EUR - The euro sank to 8-month lows vs. the USD as mounting concerns over Greece cast gloom over markets to start the week. The single currency fell below $1.33 after Greece's admission that its deficit would exceed targets set earlier this year, sending global markets lower on risk aversion. Greece projected its budget deficit at 8.5% of GDP, exceeding the 7.6% agreed upon by the EU/IMF as a condition for aid and despite harsh austerity measures to rein in spending. The news cast doubts over a second bailout for the beleaguered country and adds to Europe's difficulties amid signs of an economic slowdown. Manufacturing data today showed that activity in September slumped to its lowest levels since the 2009 financial crisis with the region's Purchasing Manager's Index (PMI) slumping to 48.5 (a reading below the 50 threshold denotes contraction). The euro is likely to remain under pressure as it grapples with risks of a second recession amid a global downturn while attempting to come up with a plan to rescue its troubled member countries.

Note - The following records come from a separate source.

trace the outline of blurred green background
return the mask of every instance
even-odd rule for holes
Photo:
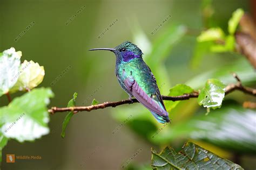
[[[244,0],[213,1],[214,12],[207,24],[218,25],[227,32],[228,20],[235,10],[242,8],[248,12],[255,12],[251,3]],[[66,25],[69,19],[83,5],[85,8]],[[45,76],[40,86],[51,87],[55,95],[49,107],[65,107],[75,91],[78,94],[77,105],[90,105],[94,98],[100,102],[127,98],[114,73],[113,54],[88,51],[91,48],[113,47],[125,40],[137,44],[145,54],[146,62],[156,75],[163,95],[167,95],[168,90],[177,83],[187,83],[197,89],[207,80],[201,77],[193,82],[191,81],[199,74],[217,68],[228,68],[235,62],[250,66],[247,61],[242,60],[244,56],[225,53],[207,54],[196,68],[192,68],[191,60],[196,37],[205,24],[201,8],[201,1],[188,0],[1,0],[0,51],[14,47],[16,51],[22,51],[22,61],[32,60],[44,66]],[[159,25],[169,16],[170,19],[159,27]],[[117,22],[110,27],[116,19]],[[35,25],[15,42],[14,39],[32,22]],[[100,36],[103,32],[104,34]],[[169,34],[171,36],[166,36]],[[164,40],[169,42],[167,47],[161,48],[163,44],[159,42]],[[156,64],[153,65],[153,63]],[[71,68],[54,86],[51,86],[69,66]],[[248,69],[252,70],[251,68]],[[228,82],[234,82],[230,72],[227,72],[222,77],[230,79]],[[246,77],[246,74],[243,75]],[[211,76],[207,78],[212,78]],[[251,80],[245,82],[249,85],[254,82]],[[241,105],[245,100],[255,98],[235,92],[228,96],[223,105],[234,103]],[[8,104],[6,96],[0,98],[0,106]],[[195,104],[195,99],[180,102],[170,115],[173,123],[190,118],[193,114],[203,115],[206,112]],[[136,119],[143,112],[150,121]],[[129,123],[113,134],[113,131],[131,114],[132,118]],[[118,169],[139,148],[143,151],[130,166],[150,165],[152,147],[162,148],[169,143],[178,151],[184,143],[184,139],[170,139],[173,141],[171,143],[149,140],[145,131],[156,131],[160,125],[138,103],[80,112],[72,117],[63,139],[60,134],[65,115],[66,113],[60,112],[51,116],[50,134],[35,142],[21,144],[9,141],[3,150],[3,169]],[[205,141],[197,142],[223,157],[235,161],[237,154],[230,150]],[[18,160],[15,164],[8,164],[5,161],[6,154],[39,155],[42,159]],[[255,156],[251,154],[239,155],[239,164],[245,168],[254,169],[255,161]]]

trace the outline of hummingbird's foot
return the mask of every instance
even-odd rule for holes
[[[128,100],[131,101],[131,103],[129,103],[129,104],[132,104],[132,103],[133,103],[133,101],[132,100],[132,98],[131,97],[129,97],[129,98],[128,98]]]

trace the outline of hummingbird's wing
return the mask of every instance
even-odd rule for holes
[[[126,74],[124,70],[123,74]],[[157,88],[156,94],[149,95],[138,84],[132,75],[127,77],[124,81],[126,89],[129,91],[138,101],[147,108],[160,123],[170,121],[168,112],[165,110],[160,91]]]

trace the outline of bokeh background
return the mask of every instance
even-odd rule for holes
[[[234,62],[245,63],[241,67],[250,67],[245,59],[242,60],[244,56],[232,53],[206,54],[194,66],[191,61],[196,37],[206,24],[218,25],[227,32],[228,20],[237,9],[242,8],[255,17],[253,1],[213,1],[214,13],[206,23],[202,1],[1,0],[0,51],[14,47],[22,51],[22,61],[32,60],[44,66],[45,76],[40,86],[51,87],[55,95],[49,107],[65,107],[74,92],[78,94],[77,105],[87,105],[93,98],[103,102],[128,97],[119,87],[114,73],[114,54],[88,49],[113,47],[130,40],[145,54],[146,61],[156,75],[162,94],[167,95],[170,88],[178,83],[188,83],[196,89],[201,87],[207,80],[205,77],[193,79],[213,69],[228,68]],[[81,8],[83,9],[77,14]],[[76,13],[77,16],[72,17]],[[70,18],[72,20],[66,24]],[[35,25],[15,41],[32,22]],[[165,44],[159,42],[164,40]],[[51,86],[69,67],[66,73]],[[248,69],[252,70],[252,68]],[[223,74],[230,80],[229,82],[235,82],[227,70],[228,68]],[[255,80],[245,83],[253,85]],[[240,92],[228,97],[224,105],[241,105],[245,100],[255,100]],[[6,96],[0,98],[0,106],[8,104]],[[196,100],[192,99],[189,102],[180,102],[170,117],[173,122],[178,122],[206,111],[197,105]],[[137,114],[144,115],[142,112],[146,113],[150,121],[136,119]],[[142,152],[129,164],[130,168],[150,169],[151,148],[160,150],[166,144],[149,140],[146,131],[157,130],[160,125],[138,103],[79,112],[72,117],[66,136],[62,139],[61,126],[66,114],[51,116],[51,133],[35,142],[21,144],[9,141],[3,150],[3,169],[119,169],[140,148]],[[124,124],[123,121],[130,115],[131,119]],[[181,138],[170,139],[168,143],[178,151],[184,141],[189,138],[185,137],[185,140]],[[223,157],[239,161],[247,169],[256,168],[255,157],[246,152],[238,155],[234,154],[235,151],[225,147],[194,141]],[[4,161],[6,154],[39,155],[42,159],[17,160],[15,164],[8,164]]]

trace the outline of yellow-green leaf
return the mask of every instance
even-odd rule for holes
[[[198,98],[198,104],[204,107],[220,108],[225,96],[225,86],[215,79],[208,79]]]
[[[38,86],[44,76],[43,66],[40,66],[33,61],[25,60],[19,68],[19,76],[18,81],[10,90],[11,93],[17,91],[31,90]]]
[[[197,37],[198,42],[223,40],[225,34],[221,29],[219,27],[211,28],[203,31]]]
[[[69,103],[68,103],[67,107],[73,107],[76,106],[76,99],[77,97],[77,93],[75,92],[73,95],[73,98],[69,101]],[[66,126],[70,121],[71,117],[74,115],[73,111],[70,111],[69,114],[66,116],[65,117],[65,119],[62,123],[62,131],[60,136],[62,138],[64,138],[65,137],[65,131],[66,130]]]
[[[14,47],[5,50],[0,55],[0,96],[8,93],[19,77],[21,52]]]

GBP - After an early rally last week, the pound has retreated to last Monday's levels despite a better-than-expected manufacturing release this morning. The gauge on manufacturing rose to 51.1 versus 48.5 expected. This shows expansion, but was not enough to strengthen the pound as the overall outlook for the U.K. economy remains bleak. The BoE is meeting on the 6th to determine their next move in rates and are expected to leave them at historically low levels as well as leave their asset-buying plan at 200 billion pounds.
JPY - The stability in USDJPY continues, with the pair essentially unchanged from Friday's close and extending the very tight 2.5% range that it has been in since August. This type of stability is surprising with today, Japan's Q3 Tankan coming in as expected at 2 (well above Q2's ?9) and large manufacturers expect the exchange rate in 2H11 to be 81.06, which equates to a yen that is 5% weaker than current levels, but equivalent to the 12?month average. Today, USDJPY is threatening a close above the 50?day moving average of 77.00.

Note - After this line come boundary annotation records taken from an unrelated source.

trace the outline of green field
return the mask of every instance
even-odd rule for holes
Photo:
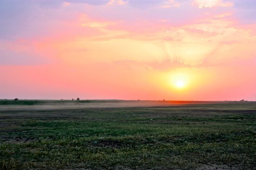
[[[256,102],[0,100],[0,169],[256,168]]]

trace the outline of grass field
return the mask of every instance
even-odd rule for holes
[[[0,100],[0,169],[254,170],[256,102]]]

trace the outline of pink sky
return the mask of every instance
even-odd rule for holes
[[[0,99],[255,101],[256,47],[255,0],[1,0]]]

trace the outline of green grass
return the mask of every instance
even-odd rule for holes
[[[255,102],[224,102],[2,111],[0,169],[189,170],[207,165],[253,170],[256,110]]]

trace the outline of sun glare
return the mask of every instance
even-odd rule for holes
[[[179,80],[178,82],[177,82],[177,86],[180,87],[182,87],[183,86],[184,84],[184,83],[181,80]]]

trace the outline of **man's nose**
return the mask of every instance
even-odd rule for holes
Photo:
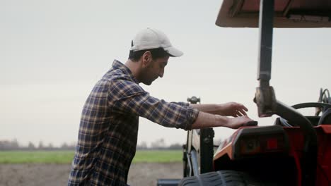
[[[158,76],[159,76],[160,78],[162,78],[162,77],[163,77],[163,74],[164,74],[164,68],[162,69],[162,70],[160,71],[160,73],[158,74]]]

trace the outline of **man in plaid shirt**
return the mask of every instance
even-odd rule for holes
[[[240,104],[168,103],[139,85],[162,78],[169,57],[182,55],[158,30],[147,28],[136,35],[127,63],[115,60],[85,103],[68,185],[127,185],[139,116],[184,130],[238,128],[252,120]]]

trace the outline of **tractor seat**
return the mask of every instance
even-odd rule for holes
[[[321,116],[305,116],[307,118],[307,119],[313,124],[313,126],[318,126],[319,124],[319,122],[320,120]],[[297,127],[298,125],[293,125],[292,123],[289,123],[287,122],[281,122],[281,120],[285,120],[284,118],[276,118],[276,120],[274,123],[274,125],[280,125],[281,127]]]
[[[305,116],[310,121],[313,126],[318,126],[320,125],[331,125],[331,108],[328,108],[326,111],[323,112],[321,116]],[[296,127],[296,125],[292,125],[287,122],[281,122],[284,120],[284,118],[277,118],[274,121],[274,125],[280,125],[282,127]]]

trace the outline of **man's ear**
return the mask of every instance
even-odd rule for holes
[[[146,51],[145,53],[144,53],[142,56],[142,65],[143,67],[147,67],[150,65],[151,62],[152,61],[152,56],[151,51]]]

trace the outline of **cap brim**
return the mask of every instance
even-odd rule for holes
[[[165,48],[164,50],[173,57],[179,57],[183,54],[182,51],[173,46]]]

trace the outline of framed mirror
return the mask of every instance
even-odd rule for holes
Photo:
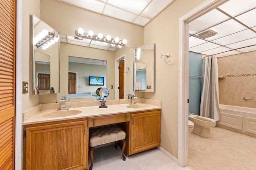
[[[134,49],[134,91],[154,92],[154,44]]]
[[[32,15],[33,95],[59,92],[59,33]]]

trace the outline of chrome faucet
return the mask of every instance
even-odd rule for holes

CAD - The CAD pared early losses this morning on the strong manufacturing data out of the US, Canada's largest trading partner. Nevertheless, the loonie remains near the lowest levels against the dollar in more than a year as general risk aversion weighs on higheryielding, cyclical currencies. Much of the CAD's decline can also be attributed to the dramatic slide in the price of oil, having fallen by more than 30% from its recent highs above $110/bbl reached earlier this year. For the week ahead, investors will take note of both Canadian and US employment data due on Friday, but with global financial markets set to extend recent declines, the loonie will likely remain under pressure in the near term.
MXN - The Mexican peso remained under pressure against the greenback, but was unable to sustain above the 14.0000 psychological mark. Continued concerns of a potential Greek debt default are driving the weakness of both the peso and economic growth in the entire North American region. There is also speculation that the Mexican central banks will be cutting rates this year, which will make the peso less attractive.

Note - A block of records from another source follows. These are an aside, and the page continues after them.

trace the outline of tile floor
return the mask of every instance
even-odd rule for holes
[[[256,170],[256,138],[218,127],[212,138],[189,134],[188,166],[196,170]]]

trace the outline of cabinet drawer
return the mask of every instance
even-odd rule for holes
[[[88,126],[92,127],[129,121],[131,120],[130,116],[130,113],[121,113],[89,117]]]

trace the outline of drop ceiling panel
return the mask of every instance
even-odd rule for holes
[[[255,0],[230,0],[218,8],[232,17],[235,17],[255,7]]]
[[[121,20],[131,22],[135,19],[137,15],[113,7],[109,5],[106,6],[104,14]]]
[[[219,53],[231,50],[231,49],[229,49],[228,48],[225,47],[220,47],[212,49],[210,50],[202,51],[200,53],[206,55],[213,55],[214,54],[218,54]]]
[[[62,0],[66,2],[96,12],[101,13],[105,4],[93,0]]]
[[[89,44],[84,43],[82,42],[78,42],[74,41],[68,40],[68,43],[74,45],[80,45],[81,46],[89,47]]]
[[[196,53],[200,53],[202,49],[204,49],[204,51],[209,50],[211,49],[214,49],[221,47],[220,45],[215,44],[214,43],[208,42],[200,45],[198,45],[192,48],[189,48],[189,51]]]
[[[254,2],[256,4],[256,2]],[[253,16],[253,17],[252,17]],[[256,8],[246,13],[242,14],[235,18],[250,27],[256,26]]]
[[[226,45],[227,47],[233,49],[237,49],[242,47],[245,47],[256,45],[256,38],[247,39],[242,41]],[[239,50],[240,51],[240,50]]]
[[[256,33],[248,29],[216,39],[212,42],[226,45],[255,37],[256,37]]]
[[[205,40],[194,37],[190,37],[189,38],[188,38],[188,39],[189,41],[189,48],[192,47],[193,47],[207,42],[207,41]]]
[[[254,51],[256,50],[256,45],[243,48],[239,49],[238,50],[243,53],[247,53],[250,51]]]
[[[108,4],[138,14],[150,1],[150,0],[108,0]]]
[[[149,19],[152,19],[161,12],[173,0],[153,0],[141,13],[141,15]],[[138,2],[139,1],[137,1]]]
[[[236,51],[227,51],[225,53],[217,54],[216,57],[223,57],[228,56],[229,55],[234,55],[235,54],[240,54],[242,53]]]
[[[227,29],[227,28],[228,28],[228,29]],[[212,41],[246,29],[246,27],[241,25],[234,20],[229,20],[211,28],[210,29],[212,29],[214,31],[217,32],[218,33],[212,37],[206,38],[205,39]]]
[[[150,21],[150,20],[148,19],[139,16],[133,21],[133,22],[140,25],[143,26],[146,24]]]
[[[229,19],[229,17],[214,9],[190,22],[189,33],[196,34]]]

AUD - The AUD extended its declines this morning after closing out one of its worst month's in recent years. The Aussie fell by more than 10% in the September as fears of a global slowdown weighed heavily on the growth-sensitive commodity currencies. As data out of Asia, Europe and the US have weakened, the AUD has fallen back below parity with the USD, and a break above in the near term appears unlikely. The precipitous drop has mirrored a larger slide in the price of copper (-24% in Sept), one of Australia's primary mineral exports used in a wide array of electronics and manufacturing applications, as investors pare back expectations of economic growth through the end of the year and into 2012.